Energy Transition: EU to Invest €584 Billion in Electricity Grids

Heading

The European Commission unveiled a plan on Tuesday aimed at modernizing its electricity grids in preparation for the expansion of renewable energies and exploring means to finance these initiatives.

The EU is set to require a staggering €584 billion in investments to modernize its electricity grids by 2030, and efforts are currently underway to secure funding.

The action plan revealed by the European Commission aims to ready the transmission and distribution networks for the increasing share of renewable energies (wind, solar, hydropower, etc.). The EU has set a target of raising this share to 42.5% of its overall energy consumption by 2030, up from approximately 22% today.

Clean mobility, heating, air conditioning, industrial electrification, green hydrogen production—all these factors will generate a substantial influx of electricity, necessitating a doubling of network capacity. However, 40% of these infrastructures are over forty years old.

Vital to the energy transition, these European electron highways must incorporate more capacity, become more "intelligent," and be safeguarded against potential cyberattacks.

"The networks will need to adapt to a more digitized, decentralized, and flexible system with millions of solar panels on rooftops, heat pumps, and local energy communities sharing resources, as well as increased offshore renewable energy, electric vehicles to recharge, and growing hydrogen production," summarizes the Commission.

Nevertheless, the creation of a dedicated fund for networks is not envisaged. The focus is primarily on accelerating projects of common interest, benefiting from European funds and expedited procedures.

In particular, cross-border networks must be capable of transporting large quantities of renewable energy. For these, the EU aims to introduce regulatory incentives, particularly regarding cost-sharing among member states for offshore projects.

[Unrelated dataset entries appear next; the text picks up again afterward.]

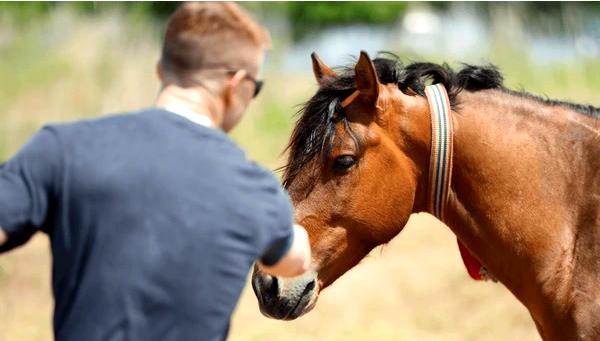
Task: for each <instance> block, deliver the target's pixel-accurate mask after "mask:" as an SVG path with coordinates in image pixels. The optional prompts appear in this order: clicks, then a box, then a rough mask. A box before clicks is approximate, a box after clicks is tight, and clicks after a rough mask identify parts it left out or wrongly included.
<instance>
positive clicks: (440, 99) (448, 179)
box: [425, 83, 453, 221]
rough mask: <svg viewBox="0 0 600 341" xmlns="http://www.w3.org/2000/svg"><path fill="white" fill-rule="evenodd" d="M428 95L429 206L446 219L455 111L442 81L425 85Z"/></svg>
mask: <svg viewBox="0 0 600 341" xmlns="http://www.w3.org/2000/svg"><path fill="white" fill-rule="evenodd" d="M425 95H426V96H427V101H428V102H429V108H430V111H431V156H430V161H429V193H428V203H429V204H428V206H429V212H431V213H432V214H433V215H435V216H436V217H437V218H438V219H440V220H441V221H444V217H445V216H444V215H445V212H446V203H447V202H448V193H449V192H450V182H451V179H452V150H453V145H452V142H453V129H452V111H451V110H450V100H449V99H448V93H447V92H446V89H445V88H444V86H443V85H442V84H439V83H438V84H434V85H429V86H427V87H425Z"/></svg>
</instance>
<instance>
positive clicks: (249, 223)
mask: <svg viewBox="0 0 600 341" xmlns="http://www.w3.org/2000/svg"><path fill="white" fill-rule="evenodd" d="M0 226H1V227H2V228H3V229H4V230H5V231H6V232H7V234H8V242H7V243H6V244H4V245H3V246H1V247H0V252H3V251H7V250H10V249H12V248H14V247H16V246H19V245H21V244H23V243H24V242H26V241H27V240H28V239H29V238H30V237H31V236H32V235H33V234H34V233H35V232H36V231H40V230H41V231H44V232H46V233H48V235H49V236H50V238H51V248H52V255H53V267H52V287H53V292H54V296H55V301H56V306H55V312H54V332H55V336H56V339H57V340H59V341H62V340H76V341H81V340H86V341H94V340H145V341H146V340H161V341H162V340H177V341H185V340H221V339H225V338H226V336H227V331H228V326H229V317H230V315H231V313H232V311H233V309H234V307H235V305H236V302H237V300H238V298H239V295H240V292H241V290H242V288H243V286H244V284H245V280H246V276H247V274H248V272H249V270H250V267H251V266H252V263H253V262H254V261H255V260H256V259H258V258H261V257H263V261H264V262H265V263H269V264H273V263H275V262H277V261H278V260H279V259H280V258H281V257H282V255H283V254H284V253H285V252H287V250H288V248H289V245H290V243H291V239H292V238H293V237H292V236H293V233H292V209H291V205H290V202H289V198H288V196H287V195H286V194H285V192H284V191H283V190H282V189H281V188H280V186H279V183H278V181H277V180H276V179H275V178H274V176H273V175H272V174H270V173H269V172H268V171H265V170H263V169H262V168H260V167H259V166H257V165H256V164H254V163H252V162H250V161H248V160H247V159H246V157H245V155H244V153H243V151H242V150H241V149H240V148H239V147H237V146H236V145H235V143H233V142H232V141H231V140H230V139H229V138H228V137H227V136H226V135H225V134H224V133H223V132H222V131H220V130H215V129H210V128H207V127H203V126H200V125H198V124H195V123H193V122H191V121H189V120H187V119H185V118H183V117H181V116H178V115H175V114H173V113H170V112H168V111H164V110H161V109H150V110H146V111H141V112H138V113H132V114H124V115H118V116H111V117H107V118H102V119H98V120H93V121H83V122H77V123H72V124H65V125H53V126H48V127H45V128H44V129H42V130H40V131H39V132H38V133H37V134H36V135H35V136H34V137H33V138H32V140H31V141H30V142H29V143H28V144H27V145H25V146H24V147H23V149H22V150H21V151H20V152H18V153H17V155H16V156H14V157H13V158H12V159H11V160H10V161H8V162H6V163H5V164H4V165H2V166H1V168H0Z"/></svg>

On the same day, the Brussels executive published its first list of two types of 166 cross-border projects: those of common interest and those of mutual interest, dedicated to the Green Deal, which aims for EU carbon neutrality by 2050. They are expected to contribute to doubling the capacity of the EU network, one of the most interconnected globally, by 2030.

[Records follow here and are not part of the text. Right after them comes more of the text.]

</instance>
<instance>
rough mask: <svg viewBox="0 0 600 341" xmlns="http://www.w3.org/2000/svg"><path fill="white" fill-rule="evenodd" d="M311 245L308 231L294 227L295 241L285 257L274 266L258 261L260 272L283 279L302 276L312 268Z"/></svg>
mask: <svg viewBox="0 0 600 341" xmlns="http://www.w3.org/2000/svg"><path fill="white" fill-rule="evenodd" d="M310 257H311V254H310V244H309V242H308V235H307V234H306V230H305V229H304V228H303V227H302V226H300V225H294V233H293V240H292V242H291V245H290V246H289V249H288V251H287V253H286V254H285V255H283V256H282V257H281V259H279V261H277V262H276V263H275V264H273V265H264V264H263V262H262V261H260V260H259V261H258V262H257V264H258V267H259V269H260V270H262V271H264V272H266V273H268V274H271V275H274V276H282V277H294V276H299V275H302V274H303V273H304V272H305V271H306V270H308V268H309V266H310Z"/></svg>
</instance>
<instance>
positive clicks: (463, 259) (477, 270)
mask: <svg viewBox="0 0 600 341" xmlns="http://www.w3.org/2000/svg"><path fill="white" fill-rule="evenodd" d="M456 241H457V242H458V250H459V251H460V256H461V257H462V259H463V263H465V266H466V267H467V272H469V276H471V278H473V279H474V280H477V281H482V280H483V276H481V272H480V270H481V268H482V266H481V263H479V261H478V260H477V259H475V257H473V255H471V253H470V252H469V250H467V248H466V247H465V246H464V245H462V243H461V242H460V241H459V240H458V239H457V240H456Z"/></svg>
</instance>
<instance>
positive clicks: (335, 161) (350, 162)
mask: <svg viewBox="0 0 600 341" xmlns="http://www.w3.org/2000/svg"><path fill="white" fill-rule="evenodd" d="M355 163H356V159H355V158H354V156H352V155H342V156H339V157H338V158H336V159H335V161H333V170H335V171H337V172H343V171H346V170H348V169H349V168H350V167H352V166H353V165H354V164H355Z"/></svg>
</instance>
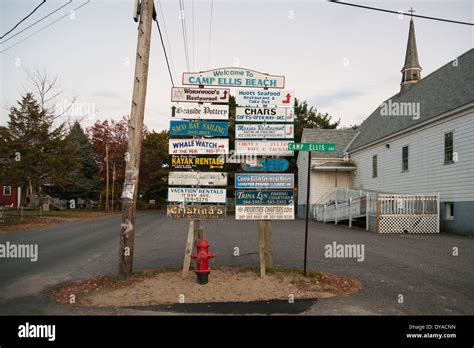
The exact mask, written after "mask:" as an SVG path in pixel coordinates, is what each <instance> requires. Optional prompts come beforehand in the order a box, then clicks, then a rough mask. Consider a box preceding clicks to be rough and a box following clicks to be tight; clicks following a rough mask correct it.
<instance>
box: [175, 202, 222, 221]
mask: <svg viewBox="0 0 474 348" xmlns="http://www.w3.org/2000/svg"><path fill="white" fill-rule="evenodd" d="M225 214H226V206H225V205H207V204H206V205H181V204H171V205H168V207H167V215H168V217H170V218H174V219H188V220H223V219H225Z"/></svg>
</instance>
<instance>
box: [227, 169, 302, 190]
mask: <svg viewBox="0 0 474 348" xmlns="http://www.w3.org/2000/svg"><path fill="white" fill-rule="evenodd" d="M294 186H295V183H294V175H293V174H275V173H271V174H249V173H236V174H235V188H236V189H250V188H251V189H293V188H294Z"/></svg>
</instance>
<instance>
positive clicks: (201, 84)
mask: <svg viewBox="0 0 474 348" xmlns="http://www.w3.org/2000/svg"><path fill="white" fill-rule="evenodd" d="M183 85H196V86H229V87H260V88H285V77H284V76H277V75H269V74H265V73H261V72H258V71H255V70H250V69H244V68H219V69H212V70H207V71H200V72H185V73H183Z"/></svg>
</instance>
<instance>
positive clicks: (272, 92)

Brussels also advocates improving long-term network planning to accommodate renewable energies, as well as encouraging their better utilization through increased transparency and improved tariffs for smarter networks.

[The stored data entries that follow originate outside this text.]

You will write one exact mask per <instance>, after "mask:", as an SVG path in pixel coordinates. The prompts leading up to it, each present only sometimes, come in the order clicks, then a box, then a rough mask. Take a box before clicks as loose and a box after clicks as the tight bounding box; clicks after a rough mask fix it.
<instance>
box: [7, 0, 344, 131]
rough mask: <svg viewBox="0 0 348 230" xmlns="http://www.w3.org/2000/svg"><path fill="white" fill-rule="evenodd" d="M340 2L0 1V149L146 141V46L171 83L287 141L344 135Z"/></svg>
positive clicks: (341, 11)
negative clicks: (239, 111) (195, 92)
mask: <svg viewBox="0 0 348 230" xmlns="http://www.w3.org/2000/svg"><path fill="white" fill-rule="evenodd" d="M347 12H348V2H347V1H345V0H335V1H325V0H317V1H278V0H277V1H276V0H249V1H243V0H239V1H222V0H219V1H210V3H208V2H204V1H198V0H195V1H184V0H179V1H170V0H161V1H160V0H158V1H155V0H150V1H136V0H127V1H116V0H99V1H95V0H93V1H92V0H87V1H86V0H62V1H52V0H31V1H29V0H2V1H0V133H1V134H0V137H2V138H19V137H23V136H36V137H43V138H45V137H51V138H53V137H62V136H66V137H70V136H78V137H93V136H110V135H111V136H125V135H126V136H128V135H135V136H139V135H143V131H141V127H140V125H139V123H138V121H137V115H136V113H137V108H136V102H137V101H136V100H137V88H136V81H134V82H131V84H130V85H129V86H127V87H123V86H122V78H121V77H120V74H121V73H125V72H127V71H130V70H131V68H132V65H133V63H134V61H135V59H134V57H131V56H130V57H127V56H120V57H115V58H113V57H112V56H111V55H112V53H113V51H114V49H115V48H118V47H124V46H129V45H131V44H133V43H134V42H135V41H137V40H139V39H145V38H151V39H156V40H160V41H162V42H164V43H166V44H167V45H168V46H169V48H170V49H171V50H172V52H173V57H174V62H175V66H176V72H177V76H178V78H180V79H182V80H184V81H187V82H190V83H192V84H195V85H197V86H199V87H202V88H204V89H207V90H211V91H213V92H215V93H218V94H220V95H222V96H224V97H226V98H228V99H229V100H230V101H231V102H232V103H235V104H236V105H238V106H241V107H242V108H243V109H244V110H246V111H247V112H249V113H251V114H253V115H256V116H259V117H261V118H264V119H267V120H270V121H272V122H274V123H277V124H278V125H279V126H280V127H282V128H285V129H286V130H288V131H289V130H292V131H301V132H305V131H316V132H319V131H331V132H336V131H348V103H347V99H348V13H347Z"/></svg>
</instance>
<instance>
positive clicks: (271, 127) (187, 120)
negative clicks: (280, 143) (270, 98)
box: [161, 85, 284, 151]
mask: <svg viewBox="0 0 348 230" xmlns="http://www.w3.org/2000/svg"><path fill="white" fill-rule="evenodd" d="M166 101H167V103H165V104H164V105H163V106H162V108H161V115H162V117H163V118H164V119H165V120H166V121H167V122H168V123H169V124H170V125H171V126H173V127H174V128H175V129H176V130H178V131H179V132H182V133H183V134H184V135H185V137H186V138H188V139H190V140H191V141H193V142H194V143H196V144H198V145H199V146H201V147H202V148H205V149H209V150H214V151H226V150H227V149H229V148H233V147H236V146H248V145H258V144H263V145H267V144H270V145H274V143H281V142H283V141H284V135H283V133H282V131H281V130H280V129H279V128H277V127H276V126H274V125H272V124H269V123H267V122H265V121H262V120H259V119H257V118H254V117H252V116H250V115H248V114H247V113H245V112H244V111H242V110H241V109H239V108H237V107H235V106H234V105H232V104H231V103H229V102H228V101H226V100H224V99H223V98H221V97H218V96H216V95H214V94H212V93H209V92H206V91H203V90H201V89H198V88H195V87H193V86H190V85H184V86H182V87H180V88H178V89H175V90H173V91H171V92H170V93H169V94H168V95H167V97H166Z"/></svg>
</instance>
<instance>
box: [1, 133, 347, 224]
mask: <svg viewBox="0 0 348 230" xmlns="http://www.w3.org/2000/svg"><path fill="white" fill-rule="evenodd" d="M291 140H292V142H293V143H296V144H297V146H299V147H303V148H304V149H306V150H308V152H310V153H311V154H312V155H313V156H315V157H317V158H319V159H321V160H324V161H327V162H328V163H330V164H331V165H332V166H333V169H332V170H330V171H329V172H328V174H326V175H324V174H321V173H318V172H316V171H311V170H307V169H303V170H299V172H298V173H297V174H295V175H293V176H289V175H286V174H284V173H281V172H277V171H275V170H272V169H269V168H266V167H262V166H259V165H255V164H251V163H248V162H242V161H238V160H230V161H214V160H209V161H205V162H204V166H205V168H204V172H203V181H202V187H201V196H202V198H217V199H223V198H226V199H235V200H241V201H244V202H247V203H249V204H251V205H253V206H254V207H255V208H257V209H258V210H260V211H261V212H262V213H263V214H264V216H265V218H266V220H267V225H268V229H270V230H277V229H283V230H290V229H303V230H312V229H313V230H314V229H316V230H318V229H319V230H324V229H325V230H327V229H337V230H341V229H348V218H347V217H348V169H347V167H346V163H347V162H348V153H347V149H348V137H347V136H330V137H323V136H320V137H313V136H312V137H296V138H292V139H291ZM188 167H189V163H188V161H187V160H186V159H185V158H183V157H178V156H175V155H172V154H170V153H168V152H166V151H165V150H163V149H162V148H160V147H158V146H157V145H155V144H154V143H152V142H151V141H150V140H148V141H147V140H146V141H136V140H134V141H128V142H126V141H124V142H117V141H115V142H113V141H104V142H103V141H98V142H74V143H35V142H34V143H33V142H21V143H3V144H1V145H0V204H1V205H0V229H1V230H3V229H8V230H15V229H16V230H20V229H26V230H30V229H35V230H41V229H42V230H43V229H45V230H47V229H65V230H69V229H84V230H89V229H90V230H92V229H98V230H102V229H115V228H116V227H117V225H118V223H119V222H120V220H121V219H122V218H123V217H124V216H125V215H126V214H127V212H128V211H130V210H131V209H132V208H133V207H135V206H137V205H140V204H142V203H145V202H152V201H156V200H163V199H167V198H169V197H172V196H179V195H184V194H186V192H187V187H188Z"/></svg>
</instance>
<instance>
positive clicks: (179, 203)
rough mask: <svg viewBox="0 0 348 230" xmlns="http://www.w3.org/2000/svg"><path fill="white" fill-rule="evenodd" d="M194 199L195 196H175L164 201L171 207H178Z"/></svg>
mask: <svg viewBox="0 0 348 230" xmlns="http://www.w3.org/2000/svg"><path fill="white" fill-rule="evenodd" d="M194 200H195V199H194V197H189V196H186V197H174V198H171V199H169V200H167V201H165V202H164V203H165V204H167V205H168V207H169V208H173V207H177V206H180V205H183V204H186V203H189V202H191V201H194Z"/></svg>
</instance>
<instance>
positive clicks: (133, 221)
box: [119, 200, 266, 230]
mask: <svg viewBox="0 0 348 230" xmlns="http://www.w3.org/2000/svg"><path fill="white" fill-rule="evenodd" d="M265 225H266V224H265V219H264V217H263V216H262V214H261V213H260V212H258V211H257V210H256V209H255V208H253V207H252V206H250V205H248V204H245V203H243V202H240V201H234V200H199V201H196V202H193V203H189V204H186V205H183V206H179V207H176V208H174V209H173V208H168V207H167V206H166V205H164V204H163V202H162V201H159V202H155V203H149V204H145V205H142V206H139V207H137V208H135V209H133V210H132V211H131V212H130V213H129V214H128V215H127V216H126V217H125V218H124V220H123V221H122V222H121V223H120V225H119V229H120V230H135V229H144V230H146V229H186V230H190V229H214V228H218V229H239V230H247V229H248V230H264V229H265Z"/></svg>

"Investments in networks will yield significant benefits, including reducing energy costs and greenhouse gas emissions," notes the EU, estimating that cross-border projects "can reduce production costs by €9 billion annually until 2040."

The Commission promises to engage in dialogue with investors, credit agencies, financial institutions, regulatory authorities, etc., "to eliminate financing obstacles, including through loans, equity, and guarantees." It also plans to leverage new financing instruments, particularly from the European Investment Bank.

This initiative comes as the EU revised its regulatory framework for trans-European energy networks in 2021, aiming to modernize, decarbonize, and interconnect the cross-border energy infrastructures of member states.

A reform of the electricity market is also underway, along with a law aimed at boosting the manufacture of green technologies in Europe, widely subsidized.

"Without these investments, the energy transition will not go very far. To accelerate it, the establishment of adequate infrastructure is the missing piece of the puzzle," said Kadri Simson, European Commissioner for Energy.